I know it's for 'security', but what's your actual application?
Thermal security cameras exist as commercial products, usually in pan and tilt turrets, and you can get them on the used market - probably the simplest option. The moving turret helps make up for the lack of spatial resolution by letting you choose where you point. Making your own is a possibility, and while changing lenses really isn't a huge issue so long as you have the same mounting threads, it's difficult enough/expensive enough to find individual lenses that it's probably going to be cheapest just to find the lens you want on the core you want.
But again, the application is important. You don't get much resolution even with a high resolution core and a narrow field of view lens, and even if you did, a recording of someone's face in thermal wouldn't go far for recognizing them or reporting it to the police. A thermal camera will see heat in pitch black no problem, so a wide angle lens can be great for object detection over a wide area, but even with a 1024x768 core (some of the highest resolution available in the five digit priceranges), a wide angle lens is going to leave your complete target spotted at just a few pixels wide and nearly impossible to recognize. If you actually want detail on your subject, you need a higher focal length lens and a smaller field of view, which would mean a best case for a thermal camera used for recognition of a subject would be looking down a long hallway or similar, but again, actually getting identifying information from your image when no one has thermal vision is tricky.

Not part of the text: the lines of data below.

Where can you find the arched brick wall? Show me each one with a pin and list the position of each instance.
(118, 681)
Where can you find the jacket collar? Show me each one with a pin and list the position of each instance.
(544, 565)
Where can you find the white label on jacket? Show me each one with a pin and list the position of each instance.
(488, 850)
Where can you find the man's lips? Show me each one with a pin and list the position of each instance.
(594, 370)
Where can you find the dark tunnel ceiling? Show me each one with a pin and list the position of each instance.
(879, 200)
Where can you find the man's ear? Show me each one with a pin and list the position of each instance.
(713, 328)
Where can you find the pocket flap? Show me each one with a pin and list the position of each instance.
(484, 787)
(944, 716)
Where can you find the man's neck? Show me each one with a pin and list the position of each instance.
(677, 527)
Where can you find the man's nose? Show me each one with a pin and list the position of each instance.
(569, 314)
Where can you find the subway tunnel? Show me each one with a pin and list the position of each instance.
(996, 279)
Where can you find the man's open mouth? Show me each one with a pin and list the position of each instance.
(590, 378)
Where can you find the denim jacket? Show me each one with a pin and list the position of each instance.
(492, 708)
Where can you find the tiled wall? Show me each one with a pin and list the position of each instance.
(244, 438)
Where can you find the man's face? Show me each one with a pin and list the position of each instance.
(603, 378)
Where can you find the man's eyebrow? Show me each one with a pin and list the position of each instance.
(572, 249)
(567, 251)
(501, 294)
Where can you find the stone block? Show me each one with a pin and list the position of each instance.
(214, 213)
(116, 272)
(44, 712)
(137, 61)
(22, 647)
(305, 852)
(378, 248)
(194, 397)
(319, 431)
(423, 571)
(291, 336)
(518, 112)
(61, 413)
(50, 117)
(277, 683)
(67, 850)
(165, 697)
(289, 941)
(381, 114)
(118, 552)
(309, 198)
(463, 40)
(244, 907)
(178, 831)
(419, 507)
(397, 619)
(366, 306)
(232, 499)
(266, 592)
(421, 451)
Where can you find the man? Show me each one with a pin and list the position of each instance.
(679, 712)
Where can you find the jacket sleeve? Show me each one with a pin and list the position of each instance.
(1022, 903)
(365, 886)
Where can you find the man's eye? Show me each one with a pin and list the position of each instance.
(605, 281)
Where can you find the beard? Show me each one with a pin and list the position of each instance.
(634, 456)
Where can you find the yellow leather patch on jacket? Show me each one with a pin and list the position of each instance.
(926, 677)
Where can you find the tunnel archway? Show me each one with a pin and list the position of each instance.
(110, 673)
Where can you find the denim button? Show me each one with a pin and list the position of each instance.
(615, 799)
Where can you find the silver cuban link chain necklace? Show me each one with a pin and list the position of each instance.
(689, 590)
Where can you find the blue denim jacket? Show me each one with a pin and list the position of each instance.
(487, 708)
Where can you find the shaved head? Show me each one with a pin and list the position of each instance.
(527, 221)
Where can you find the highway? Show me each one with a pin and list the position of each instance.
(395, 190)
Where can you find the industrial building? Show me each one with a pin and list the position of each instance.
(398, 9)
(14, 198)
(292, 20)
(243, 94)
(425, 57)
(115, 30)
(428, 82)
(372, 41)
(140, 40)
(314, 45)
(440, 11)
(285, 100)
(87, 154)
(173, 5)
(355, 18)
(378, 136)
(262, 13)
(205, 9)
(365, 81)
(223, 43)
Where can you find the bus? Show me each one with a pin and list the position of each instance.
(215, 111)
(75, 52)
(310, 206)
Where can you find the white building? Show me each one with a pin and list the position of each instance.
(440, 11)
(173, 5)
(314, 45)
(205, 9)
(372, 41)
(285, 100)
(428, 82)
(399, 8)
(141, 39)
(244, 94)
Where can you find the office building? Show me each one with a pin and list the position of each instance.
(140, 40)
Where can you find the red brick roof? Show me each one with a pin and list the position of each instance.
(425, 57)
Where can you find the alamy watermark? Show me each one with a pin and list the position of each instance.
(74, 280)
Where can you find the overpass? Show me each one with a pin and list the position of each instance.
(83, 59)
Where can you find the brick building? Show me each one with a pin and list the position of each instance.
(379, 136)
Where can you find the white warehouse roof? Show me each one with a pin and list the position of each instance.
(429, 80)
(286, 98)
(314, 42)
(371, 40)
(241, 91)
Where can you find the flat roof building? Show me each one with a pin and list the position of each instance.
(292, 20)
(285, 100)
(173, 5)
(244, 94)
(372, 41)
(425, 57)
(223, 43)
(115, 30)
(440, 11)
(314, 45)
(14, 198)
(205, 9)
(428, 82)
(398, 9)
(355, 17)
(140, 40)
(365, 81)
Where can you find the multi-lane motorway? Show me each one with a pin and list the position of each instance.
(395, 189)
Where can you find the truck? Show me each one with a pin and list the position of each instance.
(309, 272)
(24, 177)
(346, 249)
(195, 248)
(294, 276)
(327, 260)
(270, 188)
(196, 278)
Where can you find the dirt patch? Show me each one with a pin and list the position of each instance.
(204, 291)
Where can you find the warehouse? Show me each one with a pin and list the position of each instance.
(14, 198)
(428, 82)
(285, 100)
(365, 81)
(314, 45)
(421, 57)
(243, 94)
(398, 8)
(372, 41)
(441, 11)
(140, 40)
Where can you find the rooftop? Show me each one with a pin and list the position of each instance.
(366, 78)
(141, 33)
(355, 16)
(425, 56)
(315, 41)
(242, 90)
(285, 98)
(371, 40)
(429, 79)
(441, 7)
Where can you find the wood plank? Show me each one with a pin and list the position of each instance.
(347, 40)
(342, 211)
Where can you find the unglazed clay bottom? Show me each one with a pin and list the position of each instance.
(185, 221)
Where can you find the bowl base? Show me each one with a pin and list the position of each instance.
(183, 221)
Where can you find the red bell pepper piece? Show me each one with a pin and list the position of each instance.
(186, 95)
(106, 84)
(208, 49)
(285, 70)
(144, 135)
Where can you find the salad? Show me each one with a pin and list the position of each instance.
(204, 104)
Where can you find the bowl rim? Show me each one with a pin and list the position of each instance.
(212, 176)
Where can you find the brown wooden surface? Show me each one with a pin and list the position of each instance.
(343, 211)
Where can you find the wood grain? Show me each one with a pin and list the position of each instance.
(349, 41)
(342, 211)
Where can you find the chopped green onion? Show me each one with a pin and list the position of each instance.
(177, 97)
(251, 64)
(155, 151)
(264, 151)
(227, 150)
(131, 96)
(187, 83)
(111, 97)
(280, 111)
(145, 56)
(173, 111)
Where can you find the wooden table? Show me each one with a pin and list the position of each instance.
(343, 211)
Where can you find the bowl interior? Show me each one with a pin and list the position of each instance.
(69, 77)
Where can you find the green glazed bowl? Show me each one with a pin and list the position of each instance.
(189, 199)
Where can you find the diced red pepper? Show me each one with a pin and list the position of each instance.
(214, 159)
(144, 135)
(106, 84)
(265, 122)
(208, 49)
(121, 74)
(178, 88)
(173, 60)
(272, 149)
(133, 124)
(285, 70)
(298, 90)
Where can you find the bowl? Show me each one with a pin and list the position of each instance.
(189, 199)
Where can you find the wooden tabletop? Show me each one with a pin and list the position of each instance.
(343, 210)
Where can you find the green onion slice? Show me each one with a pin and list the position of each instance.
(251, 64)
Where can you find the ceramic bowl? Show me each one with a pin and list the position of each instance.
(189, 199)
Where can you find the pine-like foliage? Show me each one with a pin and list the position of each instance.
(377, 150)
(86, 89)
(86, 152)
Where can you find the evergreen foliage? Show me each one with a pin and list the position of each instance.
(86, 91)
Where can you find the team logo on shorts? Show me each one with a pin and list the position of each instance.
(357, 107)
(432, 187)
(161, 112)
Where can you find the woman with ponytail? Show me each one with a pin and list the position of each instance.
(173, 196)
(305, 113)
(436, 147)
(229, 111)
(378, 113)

I think the case where thermal cameras get used for security is for dark areas with staff on site. It's not that valuable to have a recording of a thermal image after the fact, but if you have a security team that can spot a subject on a thermal camera and then go investigate, it could actually be a useful tool, and you see thermal cameras used for search operations (land, air, and sea) for this very reason. My guess is such an operation would have a fair bit of budget to spare, though.